4. 🛠️ Methods: The authors used a latent audio encoder, reasoning-centric reinforcement learning, multi-stage training on 680 billion text tokens and 8 million hours of audio data, and integrated retrieval-augmented generation with external tools like web and audio search.

5. 📊 Results and Evaluation: Step-Audio 2 achieved state-of-the-art performance across various benchmarks, including ASR (3.18% WER for English, 3.11% CER for Chinese), audio understanding (77.4% on MMAU), and speech conversation tasks, outperforming both open-source and commercial solutions.

Step-Audio 2 Technical Report

1/2

Paper 3

Semi-off-Policy Reinforcement Learning for Vision-Language Slow-thinking Reasoning

Published: 2025-07-22

Link: http://arxiv.org/pdf/2507.16814

1. 📘 Topic and Domain: Semi-off-policy reinforcement learning for enhancing visual slow-thinking reasoning capabilities in large vision-language models (LVLMs).

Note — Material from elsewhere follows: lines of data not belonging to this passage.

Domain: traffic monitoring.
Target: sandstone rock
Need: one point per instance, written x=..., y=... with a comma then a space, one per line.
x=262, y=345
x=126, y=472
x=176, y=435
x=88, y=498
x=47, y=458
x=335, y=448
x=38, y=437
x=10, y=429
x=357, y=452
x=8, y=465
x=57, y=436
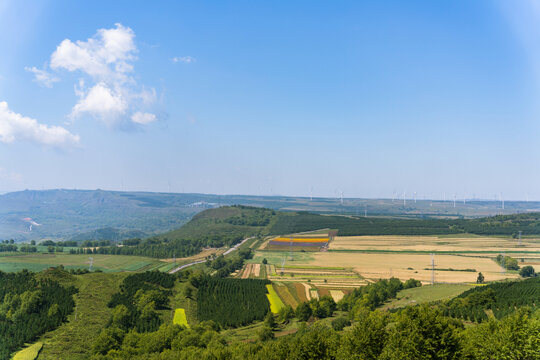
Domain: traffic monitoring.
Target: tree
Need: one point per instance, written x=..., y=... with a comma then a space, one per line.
x=266, y=333
x=339, y=323
x=480, y=278
x=188, y=292
x=121, y=316
x=286, y=313
x=303, y=311
x=527, y=271
x=422, y=332
x=269, y=320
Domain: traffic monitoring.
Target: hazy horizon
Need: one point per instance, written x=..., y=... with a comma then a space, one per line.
x=295, y=99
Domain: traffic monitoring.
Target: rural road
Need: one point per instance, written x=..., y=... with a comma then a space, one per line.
x=235, y=247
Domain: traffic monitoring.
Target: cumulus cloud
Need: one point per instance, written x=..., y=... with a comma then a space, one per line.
x=107, y=90
x=184, y=59
x=15, y=127
x=42, y=77
x=10, y=176
x=143, y=118
x=101, y=101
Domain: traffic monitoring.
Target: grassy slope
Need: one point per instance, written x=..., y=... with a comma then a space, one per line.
x=108, y=263
x=426, y=293
x=73, y=339
x=29, y=353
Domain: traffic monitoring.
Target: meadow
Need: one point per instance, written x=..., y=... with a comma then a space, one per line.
x=426, y=293
x=12, y=262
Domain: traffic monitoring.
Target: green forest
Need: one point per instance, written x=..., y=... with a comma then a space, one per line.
x=30, y=305
x=360, y=331
x=228, y=225
x=231, y=302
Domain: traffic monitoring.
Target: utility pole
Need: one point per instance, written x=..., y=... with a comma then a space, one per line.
x=432, y=269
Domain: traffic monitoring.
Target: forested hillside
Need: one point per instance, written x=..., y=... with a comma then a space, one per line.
x=359, y=332
x=115, y=215
x=228, y=225
x=225, y=226
x=29, y=306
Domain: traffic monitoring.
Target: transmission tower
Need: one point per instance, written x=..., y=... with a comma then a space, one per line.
x=432, y=268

2. 💡 Previous Research and New Ideas: Based on previous research in on-policy and off-policy reinforcement learning for LVLMs, the paper proposes a novel semi-off-policy approach that combines on-policy visual understanding with off-policy reasoning.

3. ❓ Problem: The paper aims to solve the limitations of both on-policy RL (restricted by initial policy distribution) and off-policy RL (visual hallucination issues) in developing visual slow-thinking reasoning abilities in LVLMs.

4. 🛠️ Methods: SOPHIA combines on-policy visual understanding from LVLM with off-policy slow-thinking reasoning from language models, assigns outcome-based rewards to reasoning, propagates visual rewards backward, and uses off-policy RL algorithms to update the LVLM policy.

5. 📊 Results and Evaluation: SOPHIA improved InternVL3.0-38B by 8.50% on average across benchmarks, achieving state-of-the-art performance among open-source LVLMs and outperforming some closed-source models on MathVision (49.08%) and OlympiadBench (49.95%).